See how your content performs organically, with data on:

  • Reach and impressions

  • Saves, shares, and profile actions

  • Story exits and drop-offs

💡 These insights help us understand which content is sparking action – whether it’s driving profile visits, getting shared, or causing people to exit a story early.


🔹 Email platforms (e.g. ConvertKit, Mailchimp)‍

Understand your audience’s behaviour inside the platform:

  • Open and click-through rates

  • Performance of individual broadcasts vs. automations

  • Subscriber growth and engagement patterns

💡 We use these insights to improve subject lines, strengthen calls to action, and build smarter segments based on what’s actually getting clicks.

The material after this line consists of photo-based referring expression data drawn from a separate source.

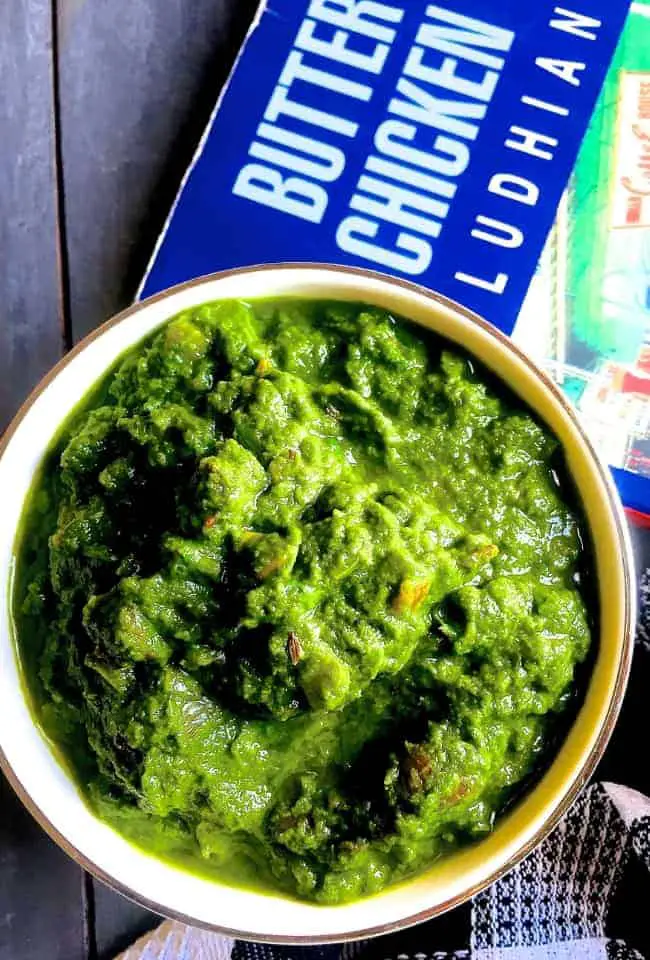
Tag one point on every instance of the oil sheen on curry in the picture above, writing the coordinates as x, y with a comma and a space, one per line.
299, 596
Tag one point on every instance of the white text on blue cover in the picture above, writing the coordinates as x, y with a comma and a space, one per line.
405, 191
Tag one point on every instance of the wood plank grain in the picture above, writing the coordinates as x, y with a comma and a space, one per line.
40, 888
30, 333
137, 83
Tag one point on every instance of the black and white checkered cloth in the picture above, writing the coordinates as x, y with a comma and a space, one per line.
583, 894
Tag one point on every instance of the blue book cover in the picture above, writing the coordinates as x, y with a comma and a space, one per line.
431, 141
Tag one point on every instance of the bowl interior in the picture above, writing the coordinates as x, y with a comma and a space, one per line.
53, 797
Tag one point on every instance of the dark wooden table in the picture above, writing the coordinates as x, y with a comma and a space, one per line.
102, 104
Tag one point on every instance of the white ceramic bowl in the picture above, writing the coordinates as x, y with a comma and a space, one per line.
52, 797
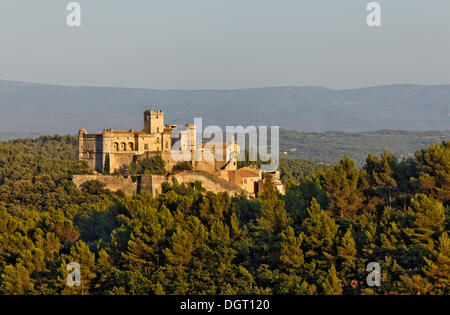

PS: You can also pull some of these organic insights into Looker Studio using third-party connectors (like Metricool or Supermetrics). That way, your YouTube, Instagram, and email data can live in the same dashboard as your website and ad metrics – so you’re not jumping between platforms just to see the full picture.

Paid ads platforms

If you’re spending money on ads, the ad platform tools show you performance metrics which can help you strategize, and avoid wasting budget.


🔹 Meta Business Suite‍

This is where you manage Facebook and Instagram ads.

You’ll see:

  • Ad engagement (likes, clicks, shares, saves)

  • On-site actions (if your Pixel is set up right)

  • ROAS (return on ad spend)

💡 Set up Pixel events to track purchases, leads, or donations – and mirror them in GA4 for deeper insights.


🔹 Google AdSense‍

Not just clicks and impressions – Google AdSense can show you:

  • Which keywords are driving results

  • Which campaigns are underperforming

  • How on-site behaviour connects back to ad spend

💡 Always link your Google Ads to GA4 so you can track the full customer journey.

Visual reporting tools

Once your data’s flowing, you need to actually use it. That’s where reporting tools come in.


🔹 Looker Studio (formerly Data Studio)‍

This free tool from Google turns your raw data into visual dashboards that are actually readable. Use it to:

  • Combine data from GA4, Google Ads, YouTube, email, etc.

  • Build date-filtered dashboards that auto-update

  • Share reports with your team or clients

💡 We build custom dashboards for websites, paid ads, social media, and campaign retros – all in one place.

Now – yes, Google Analytics is technically a reporting tool too.

But most people find it clunky to navigate. It’s not always obvious where to find key metrics or how to apply filters, and you can lose a lot of time hunting down the answers you need.

Looker Studio isn’t necessarily easier to set up – but once it’s built, it’s far easier to use day to day. You can change the date range, filter by campaign, or check performance trends without needing to click through multiple reports or get lost in settings.

Coming soon: pre-built Looker Studio templates

Skip the setup and start with dashboards that make sense from day one. We’re working on templates built specifically for marketers – check back soon.

Link tracking essentials

This one’s not a platform – but it’s one of the most important parts of your setup.


🔹 UTM parameters‍

UTMs are short tags you add to your URLs to track where traffic comes from. Without them, a lot of your data gets muddied under “direct” or “referral.”

They can help you answer:

  • Did this newsletter bring traffic to the site? And which one?

  • Which social posts drove the most clicks?

  • Is our ad campaign actually converting?

Use Google’s Campaign URL Builder to keep your links clean and consistent.

💡 No UTMs = no campaign attribution. And that means no strategy.

TL;DR – your analytics stack, sorted

✅ GA4 for tracking behaviour
✅ GTM for advanced event tracking
✅ Native platform insights for organic/email
✅ Ads insights for paid campaign performance
✅ Looker Studio for reporting
✅ UTMs to connect it all

This is the tool stack we use every day – for ourselves and our clients. It’s not just about collecting data. It’s about getting the right data, using it to make decisions, and actually improving performance over time.